The same conclusion has been reached in more recent cases. For example, in 2013, in United States v. Wells Fargo Bank, the U.S. District Court for the Southern District of New York held that the WSLA applies to FCA claims brought by the government.15 And, as recently as May 2014, the U.S. District Court for the Southern District of Texas held that the WSLA applies to qui tam actions in United States ex rel. Carroll v. Planned Parenthood Gulf Coast.

The First-to-File Bar

Section 3730 (b)(5) of the FCA provides, “When a person brings an  action  under  this subsection, no person other than the government may intervene or bring a related action based on the facts underlying the pending action.” This provision is commonly referred to as the “first-to-file” bar. The 4th Circuit, along with the 7th and 10th circuits, hold that Section 3730 (b)(5) functions as a bar only when the prior claim is still pending.17

Under the 4th Circuit’s interpretation, Carter was free to proceed with his second (and third) complaints once the pending prior cases were dismissed, though his claims are still subject to the requirements of the FCA’s public-disclosure bar and the doctrine of claim preclusion.18

However, other circuits have held that a prior action functions as a complete bar regard- less of whether it was decided on its merits. In United States ex rel. Branch Consultants v. Allstate Insurance Co., the 5th Circuit held that “a relator cannot avoid Section 3730(b)(5)’s first-to-file rule by simply adding factual details or geographic locations to the essential or material elements of a fraud claim against the same defendant described in a prior complaint.”19 The 5th Circuit reasoned that:

Any construction of Section 3730(b)(5) that focused on the details of the later- filed action would allow an infinite number of copycat qui tam actions to proceed so long as the relator in each case alleged one additional  instance  of the previously exposed fraud. This result cannot be reconciled with Section 3730(b)(5)’s goal of preventing parasitic qui tam lawsuits.20

The 1st Circuit and 9th Circuit ruled similarly.21

KBR argues that the 4th Circuit’s interpretation allows “serial refiling” that “defeats the first-to-file bar.”

Practical Implications

Although KBR and its supporters  argue that the 4th Circuit’s decision has the potential to effectively eliminate the FCA’s six-year limitations period and allow a    line of never-ending overlapping qui tam claims, the practical implications for contractors are far less dire.

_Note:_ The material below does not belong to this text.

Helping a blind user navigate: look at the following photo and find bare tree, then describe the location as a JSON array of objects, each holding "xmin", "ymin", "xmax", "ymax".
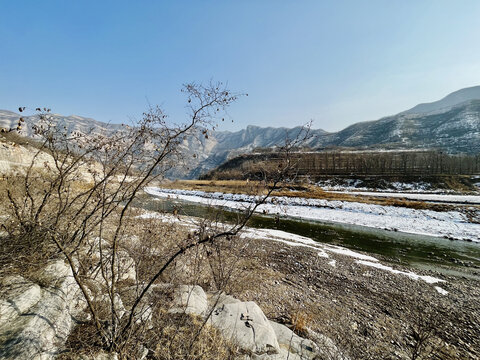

The WSLA does serve to extend the FCA’s temporal reach, but the FCA’s first-to-file rule, along with the public-disclosure bar and the doctrine of claim preclusion, still operates to encourage relators to come forward as soon as possible. The first-to-file rule, as interpreted by the 4th, 7th and 10th circuits, still prohibits duplicative litigation when a prior claim has been decided on its merits.

In Carter, the prior California case was dismissed only because the relators were unable to secure counsel. KBR never actually faced the duplicative litigation or double jeopardy of which it complains.

The interpretations by the 4th, 7th  and 10th circuits still allows only one full, merit- based bite at the apple. Relators bringing subsequent claims must prove that they are an original source of the information and that their actions are not barred by the doctrine of claim preclusion. Accordingly, qui tam relators and their counsel are still encouraged to race to the courthouse and file their claims as early as possible, protecting contractors from belated repetitive attacks and parasitic claims.